Многие жители деревни ушли с партизанами или подались в другие деревни, к родственникам. Оставшиеся жители, по приказу немцев, не имели права покинуть деревню, хотя им и обещали по окончании строительства дать разрешение на выезд в другую местность.
К вечеру похолодало, и ребята улеглись спать не раздеваясь. Утром они были разбужены злобными окриками немецких солдат, охранявших палатки:
- Ауфштейн! Ауфтреттен! / Вставать! Выходить!/
Наскоро ополоснувшись в реке, ребята собрались у конторы. Получив на кухне кофе и по кусочку маргарина, здесь же позавтракали. Через полчаса, под охраной в сопровождении фельдфебеля отправились на работу. По дороге ребята видели группу военнопленных, которые, зажав в ногах крупные камни, тяжелыми кувалдами дробили его на щебень. Другие на носилках разносили щебень и высыпали его на проезжую часть дороги. Затем деревянными чурбанами утрамбовывали щебень. Работа продвигалась медленно. Пройдя километров пять по дороге, ребят привели к лесу. Фельдфебель объявил, что их задача заключается в том, чтобы от главной, щебеночной дороги, проложить дорогу в лес. На расстоянии одного километра дорогу следовало выложить бревнами. Для этой цели нужно заготовить тонкомерный материал. Здесь работает грейдер, который будет выравнивать земляное покрытие, инструмент привезут на автомашине.

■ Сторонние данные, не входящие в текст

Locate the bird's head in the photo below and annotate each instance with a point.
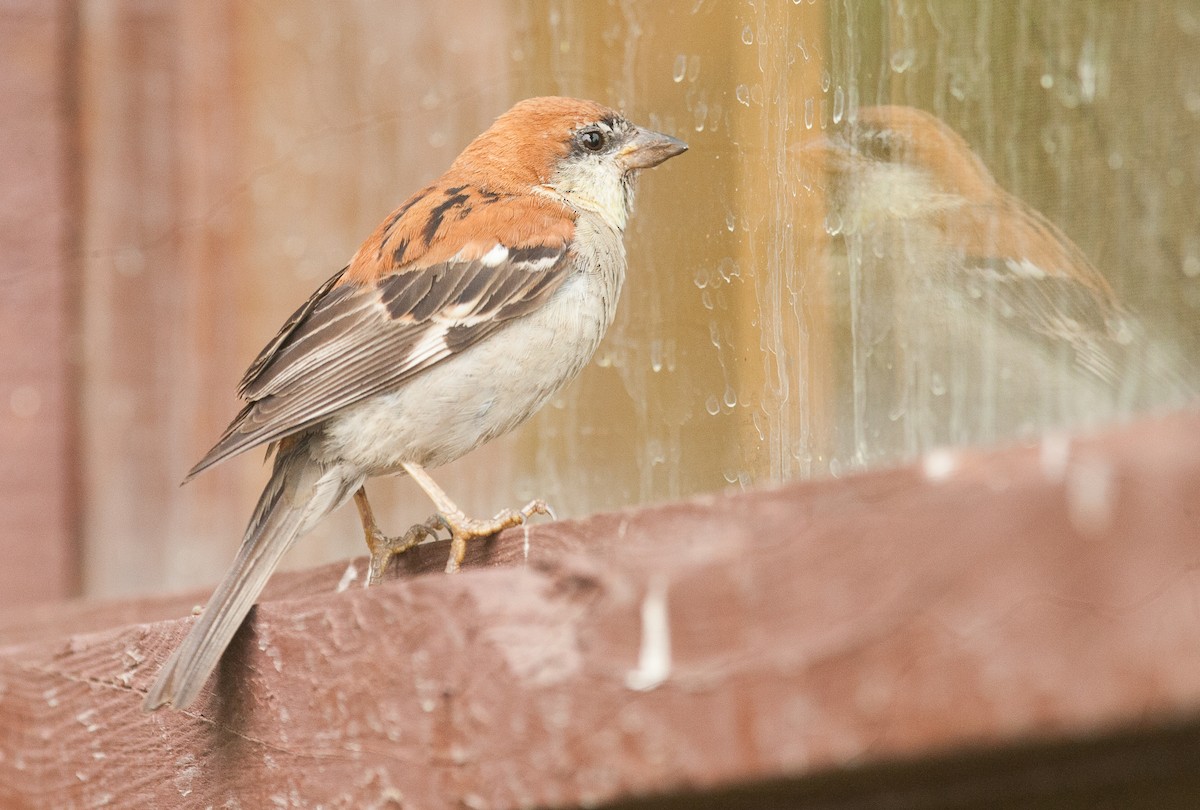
(900, 163)
(583, 151)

Действительно, вскоре с дороги свернула автомашина и подъехала к ним. Из нее вышли солдаты и приказали разбирать инструменты: лопаты, ломы, пилы, топоры, несколько мотков проволоки.

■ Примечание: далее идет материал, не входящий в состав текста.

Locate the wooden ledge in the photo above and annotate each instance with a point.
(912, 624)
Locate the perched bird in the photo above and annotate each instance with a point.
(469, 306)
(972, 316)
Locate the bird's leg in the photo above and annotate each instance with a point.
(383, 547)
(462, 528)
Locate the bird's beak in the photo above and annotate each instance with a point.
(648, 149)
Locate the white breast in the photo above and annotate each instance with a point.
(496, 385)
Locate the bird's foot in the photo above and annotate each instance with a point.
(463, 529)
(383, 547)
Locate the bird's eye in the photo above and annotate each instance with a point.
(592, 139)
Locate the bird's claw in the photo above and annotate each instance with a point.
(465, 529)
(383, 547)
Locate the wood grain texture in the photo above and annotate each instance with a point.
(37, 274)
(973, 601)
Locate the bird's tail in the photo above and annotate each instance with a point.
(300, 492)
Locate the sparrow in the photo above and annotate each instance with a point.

Начало работы не предвещало ничего хорошего. Было видно, что за месяц, или как говорили перед отправкой, за четыре недели, с такой работой не справиться. Ребят разбили на группы, по три человека.
В тройку к Алексею попал Жора и тот парень, который поддержал Жору в вагоне своей домашней лепешкой. Его звали Василий. Василий и Жора спиливали отмеченные немцами деревья, а Алексей обрубал топором сучья. В конце дня заготовленные за день лесины на плечах подносили к дороге.
Пока грейдер крушил кусты и кочки, ровняя землю, ребята занимались заготовкой бревен. За каждый час работы предоставляли десятиминутный перерыв, когда можно было отдохнуть и справить собственные нужды. Обеденного перерыва не было, работы продолжались до семнадцати часов. После работы их на автомашине привозили в деревню, где они получали обед и хлеб на следующие сутки.
Первые дни работа не казалось такой тяжелой. Молодые ребята переносили ее легко, и только частые дожди досаждали им, так как, промокнув, негде было просушить одежду. В такие дни на берегу разжигали костер, и каждый сушился, как мог. Особое неудобство доставляли длинные еще пока, холодные и сырые ночи. С наступлением темноты костры заливались водой, и у палаток выставлялся немецкий солдат. Не успевшую высохнуть одежду укладывали под матрац, стараясь подсушить ее теплом своего тела.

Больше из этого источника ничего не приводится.